Achill’s New Beach – Dooagh Beach Born Again

Achill’s New Beach – Dooagh Beach Born Again

Achill Island has a new beach for 2017! For the first time since 1984, an extensive sandy beach has returned to Dooagh Bay. Just in time for the start of the summer season, the ocean has deposited thousands of tons of sand onto the formerly rocky ‘beach’. Now that the high Spring Tides have passed, it is expected that the new sandy beach will remain in place for summer 2017. The amazing reappearing beach has been reported worldwide, including the BBC, ITV and CNN. Scroll down for links to full stories, images and video.

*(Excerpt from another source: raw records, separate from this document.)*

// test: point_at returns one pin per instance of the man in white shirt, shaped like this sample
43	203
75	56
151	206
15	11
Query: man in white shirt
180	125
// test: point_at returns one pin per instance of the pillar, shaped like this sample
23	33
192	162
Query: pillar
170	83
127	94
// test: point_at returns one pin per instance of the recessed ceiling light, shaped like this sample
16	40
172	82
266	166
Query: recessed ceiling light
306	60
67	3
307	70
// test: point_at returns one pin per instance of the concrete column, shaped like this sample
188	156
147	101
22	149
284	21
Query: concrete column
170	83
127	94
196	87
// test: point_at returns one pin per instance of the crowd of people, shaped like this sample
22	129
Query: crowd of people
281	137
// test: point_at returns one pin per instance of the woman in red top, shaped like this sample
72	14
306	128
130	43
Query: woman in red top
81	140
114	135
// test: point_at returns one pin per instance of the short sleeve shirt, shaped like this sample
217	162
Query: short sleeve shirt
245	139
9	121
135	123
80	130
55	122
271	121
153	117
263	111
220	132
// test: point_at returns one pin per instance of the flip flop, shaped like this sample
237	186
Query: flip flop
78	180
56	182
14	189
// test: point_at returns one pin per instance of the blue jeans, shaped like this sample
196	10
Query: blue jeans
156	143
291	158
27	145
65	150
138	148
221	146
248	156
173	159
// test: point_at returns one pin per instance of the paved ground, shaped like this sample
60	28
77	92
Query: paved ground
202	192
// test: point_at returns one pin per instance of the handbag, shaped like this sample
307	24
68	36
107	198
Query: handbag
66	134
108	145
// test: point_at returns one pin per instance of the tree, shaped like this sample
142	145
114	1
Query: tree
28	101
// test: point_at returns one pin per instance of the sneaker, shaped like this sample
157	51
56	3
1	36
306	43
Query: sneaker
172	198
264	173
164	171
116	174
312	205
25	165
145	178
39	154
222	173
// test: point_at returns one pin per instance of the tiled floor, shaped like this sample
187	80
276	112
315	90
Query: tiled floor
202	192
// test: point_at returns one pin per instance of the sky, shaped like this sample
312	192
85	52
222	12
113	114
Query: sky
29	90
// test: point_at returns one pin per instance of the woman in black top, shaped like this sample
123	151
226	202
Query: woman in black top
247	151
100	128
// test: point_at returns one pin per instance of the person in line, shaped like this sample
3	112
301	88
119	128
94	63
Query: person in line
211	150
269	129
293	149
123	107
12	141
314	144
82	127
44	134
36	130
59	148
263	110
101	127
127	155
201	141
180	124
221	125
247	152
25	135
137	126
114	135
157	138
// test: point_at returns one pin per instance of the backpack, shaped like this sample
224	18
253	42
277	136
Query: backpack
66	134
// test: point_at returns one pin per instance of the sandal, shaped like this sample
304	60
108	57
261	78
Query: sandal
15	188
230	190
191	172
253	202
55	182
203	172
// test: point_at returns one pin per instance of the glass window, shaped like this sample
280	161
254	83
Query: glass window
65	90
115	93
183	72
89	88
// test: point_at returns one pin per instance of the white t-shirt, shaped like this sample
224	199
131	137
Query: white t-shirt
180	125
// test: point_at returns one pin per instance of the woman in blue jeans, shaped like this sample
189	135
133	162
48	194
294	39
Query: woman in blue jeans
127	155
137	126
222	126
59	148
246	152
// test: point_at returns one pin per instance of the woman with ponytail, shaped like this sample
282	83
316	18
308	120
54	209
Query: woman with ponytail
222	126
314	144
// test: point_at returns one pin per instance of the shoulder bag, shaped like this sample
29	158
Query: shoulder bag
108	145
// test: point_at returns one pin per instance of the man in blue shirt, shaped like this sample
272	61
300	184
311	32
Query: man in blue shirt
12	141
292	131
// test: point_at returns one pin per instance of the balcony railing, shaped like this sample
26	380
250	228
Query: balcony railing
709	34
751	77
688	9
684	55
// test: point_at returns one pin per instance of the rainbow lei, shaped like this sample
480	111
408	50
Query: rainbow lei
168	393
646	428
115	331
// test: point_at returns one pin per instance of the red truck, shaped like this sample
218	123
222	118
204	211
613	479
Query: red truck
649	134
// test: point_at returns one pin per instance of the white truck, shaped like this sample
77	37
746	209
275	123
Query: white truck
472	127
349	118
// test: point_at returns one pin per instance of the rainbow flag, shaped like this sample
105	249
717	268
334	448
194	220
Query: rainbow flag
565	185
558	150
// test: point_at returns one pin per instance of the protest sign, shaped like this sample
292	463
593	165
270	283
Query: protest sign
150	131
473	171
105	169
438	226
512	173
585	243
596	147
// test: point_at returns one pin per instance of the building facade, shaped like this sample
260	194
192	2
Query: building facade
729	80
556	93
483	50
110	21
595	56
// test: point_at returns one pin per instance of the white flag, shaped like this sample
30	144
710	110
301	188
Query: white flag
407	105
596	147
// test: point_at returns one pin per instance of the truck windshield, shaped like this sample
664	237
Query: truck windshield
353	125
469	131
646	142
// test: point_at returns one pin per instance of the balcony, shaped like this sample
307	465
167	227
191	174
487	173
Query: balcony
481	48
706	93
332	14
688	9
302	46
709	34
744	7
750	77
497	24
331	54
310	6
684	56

Why beaches lose their sand – and then suddenly reappear – academic explanation for the magical reappearing beach in Dooagh.

Below: BBC News interviews Emmet Callaghan of Achill Tourism:

About Dooagh

In 1987 the oarsman Don Allum completed the first westward crossing of the Atlantic Ocean, departing St. Johns, Newfoundland and landing in Dooagh Bay 77 days later.

English novelist Graham Greene shared a cottage hideaway in Dooagh with his mistress, the American Catherine Walston, in the 1940s. Greene wrote parts of the novels The Heart of the Matter and The Fallen Idol while in Dooagh.

The headland on the east side of Dooagh Bay, Gob Ellainne, is where the painter Paul Henry stood in 1910 and tore up his return train ticket to London, vowing to stay in Achill: “As I wandered round … and looked down on Dooagh and to the noble cliffs of Achill Head, I felt that here I must stay somehow or another. I would not go any further”.

Achill Island continues to inspire artists and writers. Painter Camille Souter lives and works in Dooagh, and the island has many Galleries and Craft Shops showcasing the work of artists, sculptors and photographers.

Dolphins and basking sharks are regular visitors to Dooagh Bay (see Dolphin & Shark Watching).

Scoil Acla, one of Ireland’s oldest summer schools, was founded in Dooagh in 1910. Scoil Acla continues to provide tuition and performances in traditional Irish music, culture and arts. The summer 2017 programme runs from 22nd – 29th July.

In 2014 heavy storms exposed a shingle bank at Dooagh Beach which was investigated by archaeologists from the nearby Achill Archaeological Field School and found to contain a pony graveyard dating to the mid-19th century. See Dooagh Pony Graveyard (2014). The Achill Field School is Ireland’s longest-running archaeology field school and offers tours and introductory courses as well as accredited courses for undergraduate students.

In former times, the same spring storms that revealed the beach in 2017 and shingle bank in 2014, would regularly rip seaweed and wrack from the seabed and deposit it onto the beach. On such occasions, a bugle would be sounded to notify villagers and the wrack would be divided to be used as fertilizer in the surrounding fields. Today, seaweed from Achill’s Atlantic waters is used at Achill Seaweed Baths and also as an ingredient in the new Achill beer from Achill Island Brewery. The bugle is now used to signal the start of currach races at the annual Dooagh Day festival.

Achill Island already boasts five Blue Flag beaches plus one more at nearby Mulranny but it is hoped that the pristine sand at Dooagh may become the island’s sixth Blue Flag beach.